I’ve been thinking about Michael a lot lately, ever since his wife left him. They were married what, twelve years? And now it’s just… over. He calls me, sounds so lost. And I listen, I always listen. Because that’s what mothers do. But a part of me, a terrible, dark part, just keeps wondering if this is all my fault.
My husband and I, we fought. Not all the time, not screaming and throwing things, but it was there. A constant hum beneath the surface. Snapped words in the kitchen, stony silences at dinner. We’d go days barely speaking, and then one of us would just… give in. Usually me. To keep the peace. To keep the family together. For the kids. Michael saw it all. He must have. He was a quiet child, always watching. Absorbing everything. I thought I was protecting him by not blowing things up, by making sure he always had a home, a routine. But what if I was just showing him how to live in a half-life? How to accept less than what you deserve?

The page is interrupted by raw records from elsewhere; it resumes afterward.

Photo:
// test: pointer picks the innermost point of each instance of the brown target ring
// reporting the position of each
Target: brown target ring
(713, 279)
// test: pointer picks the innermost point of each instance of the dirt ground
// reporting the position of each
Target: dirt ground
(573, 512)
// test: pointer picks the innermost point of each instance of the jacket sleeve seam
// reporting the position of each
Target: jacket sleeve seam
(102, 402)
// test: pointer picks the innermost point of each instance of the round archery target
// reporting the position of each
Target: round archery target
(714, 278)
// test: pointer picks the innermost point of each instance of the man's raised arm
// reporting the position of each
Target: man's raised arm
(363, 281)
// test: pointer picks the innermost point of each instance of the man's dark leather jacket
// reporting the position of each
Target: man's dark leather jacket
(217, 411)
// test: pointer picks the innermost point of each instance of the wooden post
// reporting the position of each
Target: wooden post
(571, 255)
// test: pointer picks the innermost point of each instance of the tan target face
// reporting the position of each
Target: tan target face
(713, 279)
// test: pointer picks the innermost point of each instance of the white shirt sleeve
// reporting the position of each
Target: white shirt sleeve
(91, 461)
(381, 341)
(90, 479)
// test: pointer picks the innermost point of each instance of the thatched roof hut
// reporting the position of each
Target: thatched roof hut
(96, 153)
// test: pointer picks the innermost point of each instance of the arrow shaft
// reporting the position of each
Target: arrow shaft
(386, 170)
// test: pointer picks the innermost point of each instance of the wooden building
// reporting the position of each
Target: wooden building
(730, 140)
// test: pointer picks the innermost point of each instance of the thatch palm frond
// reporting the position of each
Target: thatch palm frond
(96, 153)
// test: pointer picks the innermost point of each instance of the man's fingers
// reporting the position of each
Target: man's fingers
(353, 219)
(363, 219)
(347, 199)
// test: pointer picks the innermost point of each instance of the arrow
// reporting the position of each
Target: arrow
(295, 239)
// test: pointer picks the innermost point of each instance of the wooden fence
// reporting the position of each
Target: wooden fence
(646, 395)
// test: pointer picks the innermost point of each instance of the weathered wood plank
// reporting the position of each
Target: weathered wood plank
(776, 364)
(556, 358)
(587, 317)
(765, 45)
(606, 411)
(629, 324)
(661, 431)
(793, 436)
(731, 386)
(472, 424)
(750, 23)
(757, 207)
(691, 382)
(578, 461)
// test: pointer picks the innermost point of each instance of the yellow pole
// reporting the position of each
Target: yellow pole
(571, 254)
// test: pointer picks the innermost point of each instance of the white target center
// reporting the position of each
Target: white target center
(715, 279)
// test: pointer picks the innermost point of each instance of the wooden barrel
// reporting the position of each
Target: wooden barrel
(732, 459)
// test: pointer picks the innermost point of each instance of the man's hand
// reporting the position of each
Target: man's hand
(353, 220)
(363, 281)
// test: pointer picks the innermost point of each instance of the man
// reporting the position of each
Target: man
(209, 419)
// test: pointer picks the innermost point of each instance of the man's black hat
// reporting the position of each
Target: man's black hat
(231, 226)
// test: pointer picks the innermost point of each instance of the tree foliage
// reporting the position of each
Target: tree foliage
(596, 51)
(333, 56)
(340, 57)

I remember one time, Michael must have been about ten, he asked me why Dad always looked so mad. And I told him, “Oh, honey, your father just has a lot on his mind.” What a load of crap. He was just a difficult man. And I made excuses for him, for years. To Michael. To myself. I minimized everything, pretended it wasn't as bad as it was. Maybe I was just too tired to fight anymore. Raising two kids, working part-time, keeping the house together… there wasn’t much left for me. And certainly not enough to start a war with my own husband. So I just… existed.
And now look. Michael’s wife, she just picked up and left. Said she couldn’t do it anymore. And I don’t blame her. I don’t. Because I see what he became. He’s so much like his father sometimes it makes my stomach clench. That quiet resentment. The way he can shut down, just completely retreat into himself when things get tough. He’ll tell me, “She just gave up, Mom.” And I want to shake him, tell him what he doesn’t see. Tell him it wasn't her giving up, it was *him* giving up on making things work. But I can’t. Because if I do, then I have to admit that he learned it from me. From us.
I spent my whole life being the steady one. The one who held it all together, no matter what. My parents, then my children, then my husband’s sick mother… always someone needing me to be strong, to be the caregiver, the one who didn’t crack. And I did it. I was so damn good at it. But now, seeing Michael so lost, so heartbroken… I wonder if I was strong in all the wrong ways. If my quiet endurance taught him nothing but how to let a good thing slip away, because he never saw anyone fight for their own happiness. And that’s a hell of a thing to carry.